Oczywiście nie jest to łatwa sprawa. Z jednej strony już mieliśmy do czynienia z drobnym spadkiem, kiedy w maju i czerwcu nawozy zaczęły tanieć. Takie rynkowe fluktuacje zdarzały się już wcześniej. Tym razem przyczyną był jednak istotny brak popytu. Wielu rolników informowało, że znacznie ogranicza nawożenie, a niektórzy ogłosili, że całkowicie z niego rezygnują. Na podobne deklaracje (które zresztą zostały potwierdzone działaniem) rynek zareagował szybko. Zmniejszenie zainteresowania nawozami spowodował spadek cen. Na radość jest jednak za wcześnie i mało kto uważa, że to początek długotrwałego trendu powrotu do normalności na rynku nawozów. Teraz, w lipcu, sytuacja wraca na wcześniej wyznaczony tor, czyli tor zwyżkowy. Podrożał gaz, co pociągnęło za sobą ceny nawozów.
Wzmocnij swoje rośliny, użyźnij glebę i zwiększaj plon
Zamów FLORAHUMUS w naszym sklepie internetowym.
Co przyniesie przyszłość? Zdaniem ekspertów może być jeszcze gorzej. Prorokują, że to dopiero początek kryzysu. Podobnego zdania jest Ministerstwo Rolnictwa. Przewidywane scenariusze są czarne i wiele wskazuje na to, że rolnicy powinni przygotowywać się na kolejne podwyżki cen nawozów.

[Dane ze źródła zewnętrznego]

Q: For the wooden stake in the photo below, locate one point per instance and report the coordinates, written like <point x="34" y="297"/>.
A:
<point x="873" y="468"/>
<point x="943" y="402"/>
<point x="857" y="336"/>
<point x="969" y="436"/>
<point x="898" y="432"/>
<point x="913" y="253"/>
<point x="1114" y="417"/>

Drożeje azot, drożeje potas, drożeje wszystko
Do tej pory najczęściej mówiło się o podwyżkach nawozów azotowych. Rzeczywiście, w ich przypadku skok cenowy był najwyższy: podrożały średnio aż o 123,5% w stosunku do ubiegłego roku. Jednak wzrost cen dotyczy niemalże każdego rodzaju nawozów. Nawozy potasowe podrożały m.in. dlatego, że spadła dostępność polihalitu. Jest to minerał, z którego pozyskuje się siarczan potasu i wydobywa się go głównie w Rosji. Nałożone na ten kraj sankcje powodują trudności ze zdobyciem polihalitu, co przekłada się na ceny nawozów potasów. W przypadku soli potasowej możemy mówić o wzroście ceny o 50% w ciągu zaledwie sześciu miesięcy!

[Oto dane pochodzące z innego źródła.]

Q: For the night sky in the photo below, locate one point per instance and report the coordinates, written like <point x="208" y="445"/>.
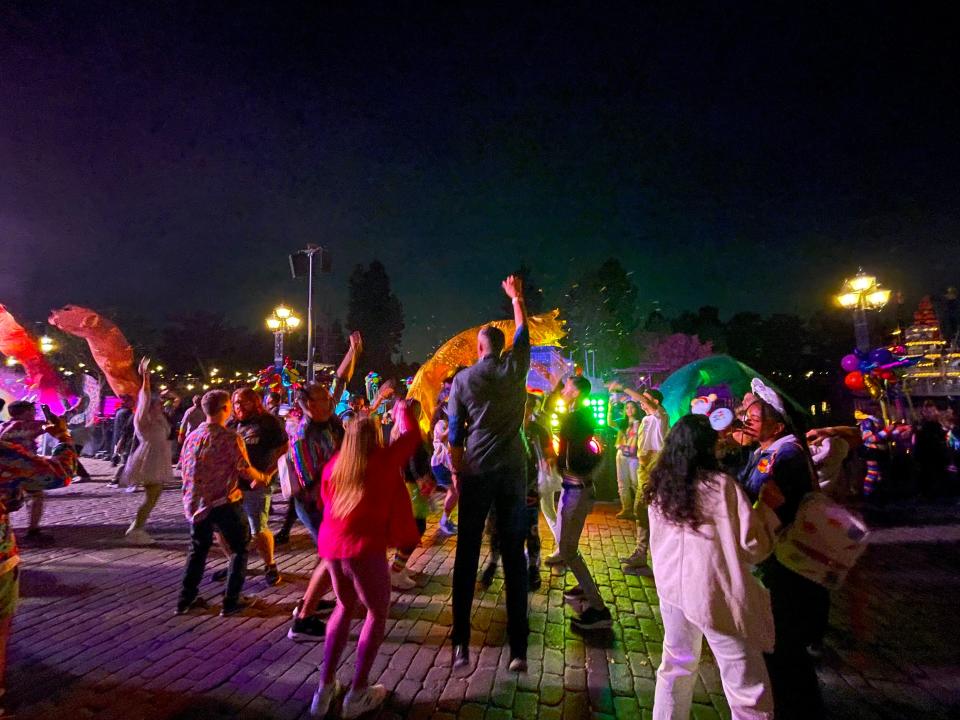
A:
<point x="165" y="156"/>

Zmniejsz nawożenie dzięki kwasom humusowym
Jak odnaleźć się w sytuacji drogich nawozów? Remedium mogą okazać się kwasy humusowe. To naturalne substancje, które działają na glebę i rośliny. Poprawiają fizyczną strukturę gleby, zwiększają retencje wody, aktywizują pożyteczne mikroorganizmy, stymulują wzrost systemów korzeniowych oraz zwiększają produkcję chlorofilu w liściach. Ponadto zwiększają dostępność składników pokarmowych dla roślin, dzięki temu, że pomagają w przemianie form nieprzyswajalnych pierwiastków w formy przyswajalne. Dodatkowo pomagają dłużej zatrzymywać substancje mineralne pochodzące z nawozów w glebie, co także zwiększa ich dostępność dla upraw.

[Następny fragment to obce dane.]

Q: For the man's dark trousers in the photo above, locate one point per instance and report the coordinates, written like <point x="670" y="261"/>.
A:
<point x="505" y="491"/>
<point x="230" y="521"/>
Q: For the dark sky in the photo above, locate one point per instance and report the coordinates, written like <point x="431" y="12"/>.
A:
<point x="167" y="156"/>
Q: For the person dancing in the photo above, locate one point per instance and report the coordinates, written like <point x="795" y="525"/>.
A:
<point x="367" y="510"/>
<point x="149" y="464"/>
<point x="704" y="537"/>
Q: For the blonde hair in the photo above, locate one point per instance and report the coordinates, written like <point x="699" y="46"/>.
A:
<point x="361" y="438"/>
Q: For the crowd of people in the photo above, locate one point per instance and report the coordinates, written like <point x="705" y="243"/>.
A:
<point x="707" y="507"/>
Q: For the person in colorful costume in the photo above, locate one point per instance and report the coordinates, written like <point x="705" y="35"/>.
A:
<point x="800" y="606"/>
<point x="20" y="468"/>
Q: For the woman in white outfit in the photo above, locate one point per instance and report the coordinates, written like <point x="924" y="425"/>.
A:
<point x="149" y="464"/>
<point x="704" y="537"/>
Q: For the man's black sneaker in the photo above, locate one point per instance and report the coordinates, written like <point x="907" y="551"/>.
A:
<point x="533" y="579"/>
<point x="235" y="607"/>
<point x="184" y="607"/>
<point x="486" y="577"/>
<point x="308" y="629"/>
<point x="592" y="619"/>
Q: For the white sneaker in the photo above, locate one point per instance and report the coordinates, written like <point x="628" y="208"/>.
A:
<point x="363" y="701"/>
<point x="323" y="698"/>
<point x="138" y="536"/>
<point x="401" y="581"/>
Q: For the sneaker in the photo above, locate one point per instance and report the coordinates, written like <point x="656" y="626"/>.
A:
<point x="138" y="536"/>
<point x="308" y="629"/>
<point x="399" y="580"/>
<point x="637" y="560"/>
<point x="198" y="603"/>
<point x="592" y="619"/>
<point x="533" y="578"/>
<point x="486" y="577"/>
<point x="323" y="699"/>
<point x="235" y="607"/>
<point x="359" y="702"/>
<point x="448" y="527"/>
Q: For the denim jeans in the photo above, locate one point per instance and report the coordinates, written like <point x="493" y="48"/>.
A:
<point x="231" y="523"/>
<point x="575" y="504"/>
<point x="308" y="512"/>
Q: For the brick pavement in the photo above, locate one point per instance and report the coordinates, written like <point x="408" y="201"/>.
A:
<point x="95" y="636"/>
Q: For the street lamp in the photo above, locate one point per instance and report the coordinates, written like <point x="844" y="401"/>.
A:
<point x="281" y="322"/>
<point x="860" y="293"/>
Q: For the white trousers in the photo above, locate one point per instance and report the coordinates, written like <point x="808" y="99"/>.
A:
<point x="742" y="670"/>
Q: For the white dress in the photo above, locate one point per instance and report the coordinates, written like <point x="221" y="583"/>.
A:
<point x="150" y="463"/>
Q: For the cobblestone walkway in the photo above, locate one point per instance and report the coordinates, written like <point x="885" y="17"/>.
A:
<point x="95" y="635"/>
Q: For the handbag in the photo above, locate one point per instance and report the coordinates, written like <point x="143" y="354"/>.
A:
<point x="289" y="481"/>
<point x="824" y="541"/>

Co to wszystko oznacza? Po zastosowaniu kwasów humusowych możesz zmniejszyć nawożenie, a wciąż cieszyć się potencjałem plonotwórczym na takim samym (lub nawet lepszym) poziomie. Czas na konkrety. O ile możesz zmniejszyć nawożenie? Oczywiście jest to uzależnione od rodzaju uprawy i jakości gleby. Dla preparatu FLORAHUMUS badania wykazały, że kwasy humusowe z obniżonym nawożeniem NPK nawet o 40% dają lepsze efekty, niż pełne nawożenie NPK, ale bez kwasów humusowych. Przy obecnych cenach nawozów mineralnych jest to ogromna oszczędność.